Non ricordava il volto di sua
madre. Una voce della lontana infanzia gli diceva che forse quella donna
assomigliasse un poco a lui.
Segretamente, aveva conservato la
foto di sé con i suoi cari sotto il cuscino per tanti anni, ma poi si era
lasciato tutto alle spalle. Aveva
spiccato il volo. Le sue ali, via via, si erano fatte più forti. Ora potevano
reggere lo scontro con il vento. Ora poteva sfidare le correnti con
naturalezza, senza dover riflettere su come adattare il proprio corpo all’attrito
dell’aria.
Era in picchiata. Un taglio nei
venti. Le ali allineate al corpo. Lo sguardo vigile a contare i metri che lo
separavano dal suolo. Una mare verde in cui tuffarsi. Sentire il fragore delle
onde, che come sirene confondevano le idee.
Se ci si abbandonava a quel canto
si affogava. Se non si aveva la forza di riaffiorare si perdevano battiti.
Ma la sua caduta libera non si poteva frenare. E
giù. Sprofondare in un abisso smeraldo. Un abisso che era denso, come le speranze
ed i sogni. Un liquido che lo vestiva, come le memorie.
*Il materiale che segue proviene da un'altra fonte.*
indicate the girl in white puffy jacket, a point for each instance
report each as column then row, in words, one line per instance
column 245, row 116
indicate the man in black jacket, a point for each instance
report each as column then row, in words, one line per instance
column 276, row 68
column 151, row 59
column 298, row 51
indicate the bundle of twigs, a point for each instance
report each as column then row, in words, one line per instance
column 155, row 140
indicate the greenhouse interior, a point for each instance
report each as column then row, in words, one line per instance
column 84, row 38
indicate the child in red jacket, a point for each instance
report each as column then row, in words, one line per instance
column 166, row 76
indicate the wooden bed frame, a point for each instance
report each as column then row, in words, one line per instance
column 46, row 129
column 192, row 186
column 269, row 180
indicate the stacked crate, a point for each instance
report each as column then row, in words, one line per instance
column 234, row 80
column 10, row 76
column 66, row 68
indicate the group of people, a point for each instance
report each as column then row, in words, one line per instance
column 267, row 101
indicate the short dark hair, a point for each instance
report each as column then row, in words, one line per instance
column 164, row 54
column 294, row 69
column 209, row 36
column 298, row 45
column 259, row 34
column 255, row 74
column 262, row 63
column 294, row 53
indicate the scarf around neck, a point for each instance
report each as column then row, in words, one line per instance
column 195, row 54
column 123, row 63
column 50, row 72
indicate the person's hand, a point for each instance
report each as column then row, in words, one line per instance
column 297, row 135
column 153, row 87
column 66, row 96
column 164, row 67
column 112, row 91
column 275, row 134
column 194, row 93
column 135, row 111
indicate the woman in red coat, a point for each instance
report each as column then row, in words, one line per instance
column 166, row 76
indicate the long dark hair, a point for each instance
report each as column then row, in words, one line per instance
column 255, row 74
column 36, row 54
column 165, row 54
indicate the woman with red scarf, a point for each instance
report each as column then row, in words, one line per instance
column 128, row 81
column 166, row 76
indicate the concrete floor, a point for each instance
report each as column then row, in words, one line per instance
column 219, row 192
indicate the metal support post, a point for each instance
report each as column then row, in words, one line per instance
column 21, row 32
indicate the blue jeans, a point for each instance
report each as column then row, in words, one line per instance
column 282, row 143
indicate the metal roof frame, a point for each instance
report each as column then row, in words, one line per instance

Con quei suoi oceani verdi guardava
il falco e rideva. Sapeva che non sarebbe tornato. Che non sarebbe riemerso. Quella
sirena maledetta aveva tentato di ammaliarlo per poi abbandonarlo alle acque. Allora, per
lui non era ancora giunto il momento di stringere le ali al corpo.
Era veloce.
Incantevole si inabissava.
Il rapace aveva smesso di chiedere
ossigeno. Non ne aveva più bisogno. Il suo essere si era adattato alla
consistenza del verde. Volava in apnea nell’acqua. Solo lui poteva. Solo lui ne
aveva la determinazione. I suoi erano polmoni d’acciaio.
Scendeva. Toccato il fondo
avrebbe controllato sotto il suo vecchio cuscino, tentando di scoprire se qualcuno
avesse toccato quel suo tesoro.
Lui era ancora piccolo e non si
ricordava nemmeno lo scatto. Quella donna che lo teneva in braccio era la più
bella che avesse mai visto. La madre che non avrebbe mai visto invecchiare.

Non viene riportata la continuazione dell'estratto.